Functional variability in specific root respiration translates to autotrophic differences in soil respiration in a temperate deciduous forest

Abstract

CO2 release from forest soils (Rs) is a prominent flux in the global carbon cycle. Rs is derived from roots (autotrophic respiration, Ra) and microbial (heterotrophic) respiration and is highly dynamic, as it depends on edaphic and environmental conditions as well as root functional traits and microbial community composition. It is unclear how root functional traits affect root and microbial respiration rates; however, their consideration may help parse out the relative contributions of root and microbial respiration to Rs. At a temperate forest site, root systems of 3–4 functional root orders and their surrounding surface soil were carefully excavated and placed into custom trays designed to repeatedly measure Rs in situ on eight temperate tree species that varied in their root functional strategies and mycorrhizal affinity. Rs was measured bi-weekly to monthly for nearly one year using a custom chamber attached to a gas exchange system. Rs varied over time, ranging from 0.3 to 12 µmol m−2 s−1. Comparable root systems of the same species were excised from the soil and specific root respiration rates (Rr) were measured. Rr ranged from 2.5 to 9.0 nmol g−1 s−1 and was negatively correlated with root tissue density and positively related to root tissue nitrogen concentration. Using Rr to estimate Ra, we estimate that Ra accounts for <10%, on average 2–3%, of Rs for individual root systems (averaging 1.2 g dry biomass) housed in surrounding soil (average 1.3 kg dry mass) in situ; thus, Ra was roughly 20 times greater than Rh per unit mass. The contribution of Ra peaked in the fall and coincided with leaf senescence of the forest canopy. A soil-sterilizing experimental treatment designed to help isolate Ra in situ reduced bacterial biomass and shifted fungal community composition, but there was no reduction in Rs of the in-situ root-soil tray systems.

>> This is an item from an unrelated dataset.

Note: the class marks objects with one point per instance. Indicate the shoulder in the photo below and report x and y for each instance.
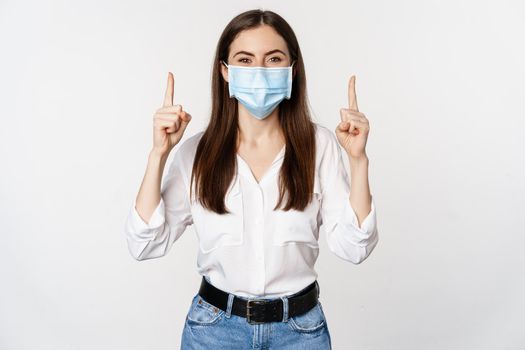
(326, 140)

The relative Ra to Rs ratio increased with root functional strategies characterized by greater specific root length and tip abundance, but also to greater root tissue density. The ratio of Ra to Rs also increased with warmer soil temperatures and decreased slightly with increasing soil moisture. We discuss how incorporating root functional traits as modulators of the autotrophic contribution to Rs could be considered when modeling total soil CO2 efflux from forests.